For the failed job, check that the overrides are visible. This can be done by comparing the original setup/order files with the modified files. The setup/order files are part of the metadata warc files generated as part of the harvest.
The easiest way to do this is from test@kb-prod-udv-001: (replacing <jobno> with the number of the original job, here 7)
[test@kb-prod-udv-001 ~]$ ssh email@example.com grep max-hops /netarkiv/0001/TEST2/filedir/<jobno>-metadata-1.warc [test@kb-prod-udv-001 ~]$ ssh firstname.lastname@example.org grep delay-factor /netarkiv/0001/TEST2/filedir/<jobno>-metadata-1.warc
Note that there should be two setup/order reports.

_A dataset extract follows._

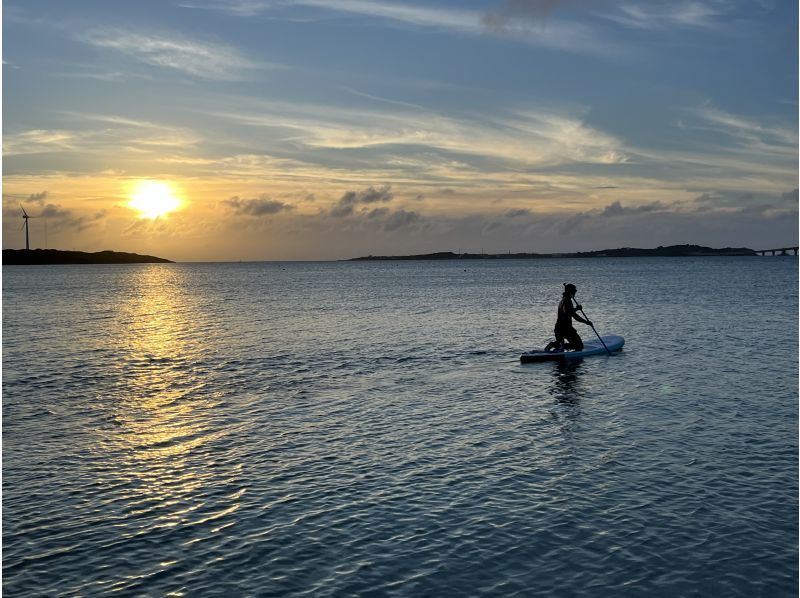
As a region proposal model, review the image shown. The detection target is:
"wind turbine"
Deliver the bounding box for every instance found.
[19,204,36,251]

The one containing a timestamp in its name is the original order.xml, the one called simply
metadata://netarkivet.dk/crawl/setup/order.xml is the final modified version.)
Check that Alias Domains are not Harvested
Check that there was no Deduplication
CLARIFY: Using Using a browser setup for ViewerProxy access, check the processors-report for one of the snapshot-harvest jobs:
- Goto the Job details page for the newly finished job by clicking the link in the JobID column.
- Click the
Browse reports for jobs.
Confirm that there was no DeDuplicator report with a "Duplicate found" line.
Stop the Test and Clean-Up